Linear inequalities
Looking at two linear inequalities, 5𝑥−2𝑦<10 and 𝑦≤𝑥, how can you identify the x-intercept of boundary and y-intercept of boundary for equation (1). Also, identify the graph of inequality equation ( 1) as a solid line or a dashed line. Lastly, provide the procedural steps how to graph these inequalities.
Your initial response should be 100-200 words in length
Discussion Board Reply
Reply from K. Gray
To find the x-intercept of the boundary for the equation 5x – 2y < 10, we set y = 0 and solve for x:
5x – 2(0) = 10
5x = 10
x = 2
So, the x-intercept is at (2, 0).
To find the y-intercept of the boundary, we set x = 0 and solve for y:
5(0) – 2y = 10
-2y = 10
y = -5
Therefore, the y-intercept is at (0, -5).
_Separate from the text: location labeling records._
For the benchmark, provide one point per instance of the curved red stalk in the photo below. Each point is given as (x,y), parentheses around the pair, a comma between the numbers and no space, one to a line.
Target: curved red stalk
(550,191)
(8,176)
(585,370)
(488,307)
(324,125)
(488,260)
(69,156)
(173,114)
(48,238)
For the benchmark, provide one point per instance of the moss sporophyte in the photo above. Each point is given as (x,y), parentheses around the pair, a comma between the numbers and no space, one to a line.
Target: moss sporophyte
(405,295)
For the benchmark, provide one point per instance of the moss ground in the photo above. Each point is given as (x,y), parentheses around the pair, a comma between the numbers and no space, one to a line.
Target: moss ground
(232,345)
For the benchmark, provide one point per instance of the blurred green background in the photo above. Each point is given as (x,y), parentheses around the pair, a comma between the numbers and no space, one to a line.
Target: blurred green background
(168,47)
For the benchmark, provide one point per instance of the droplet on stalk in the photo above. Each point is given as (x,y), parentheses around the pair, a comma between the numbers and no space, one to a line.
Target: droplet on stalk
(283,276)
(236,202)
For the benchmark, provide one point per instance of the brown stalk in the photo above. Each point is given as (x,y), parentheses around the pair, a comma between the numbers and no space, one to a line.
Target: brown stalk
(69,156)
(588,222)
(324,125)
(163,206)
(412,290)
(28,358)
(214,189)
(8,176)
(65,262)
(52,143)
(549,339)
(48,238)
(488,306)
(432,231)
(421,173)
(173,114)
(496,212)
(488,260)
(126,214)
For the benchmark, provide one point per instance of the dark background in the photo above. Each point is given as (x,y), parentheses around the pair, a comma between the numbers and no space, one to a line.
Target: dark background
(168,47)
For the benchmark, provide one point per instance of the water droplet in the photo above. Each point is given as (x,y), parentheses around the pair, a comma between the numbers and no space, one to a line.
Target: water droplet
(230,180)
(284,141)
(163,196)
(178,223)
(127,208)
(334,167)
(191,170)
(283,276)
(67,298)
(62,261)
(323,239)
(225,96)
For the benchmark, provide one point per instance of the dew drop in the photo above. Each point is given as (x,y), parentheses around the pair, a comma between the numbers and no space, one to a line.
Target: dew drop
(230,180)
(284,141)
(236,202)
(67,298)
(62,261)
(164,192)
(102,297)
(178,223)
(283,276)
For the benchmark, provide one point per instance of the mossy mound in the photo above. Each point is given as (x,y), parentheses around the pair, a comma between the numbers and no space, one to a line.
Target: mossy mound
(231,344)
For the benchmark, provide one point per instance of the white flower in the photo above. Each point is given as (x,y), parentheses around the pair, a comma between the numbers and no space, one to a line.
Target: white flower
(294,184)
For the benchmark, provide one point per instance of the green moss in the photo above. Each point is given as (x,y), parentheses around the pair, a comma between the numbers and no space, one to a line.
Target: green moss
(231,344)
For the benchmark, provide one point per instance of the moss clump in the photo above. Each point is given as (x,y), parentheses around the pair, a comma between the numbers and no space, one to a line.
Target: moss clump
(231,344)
The graph of the inequality 5x – 2y < 10 will have a dashed line because the inequality does not include the equal sign.
To graph these inequalities:
- Start by graphing the line 5x – 2y = 10. To find the x-intercept, set y = 0 and solve for x. To find the y-intercept, set x = 0 and solve for y. Plot these points and draw a dashed line through them.
- Next, graph the line y = x. This line is a solid line because the inequality includes the equal sign.
- Choose a test point not on the line. For example, (0,0) is a common choice.
- Substitute the test point into each inequality. If it’s true, shade the region that contains the test point. If it’s false, shade the other region.
- The solution to the system of inequalities is the overlapping shaded region.
Sample Answer
Great response, K. Gray!
Your explanation is clear and well-organized. You accurately identified the intercepts, shading instruction, and the dashed line for the first inequality.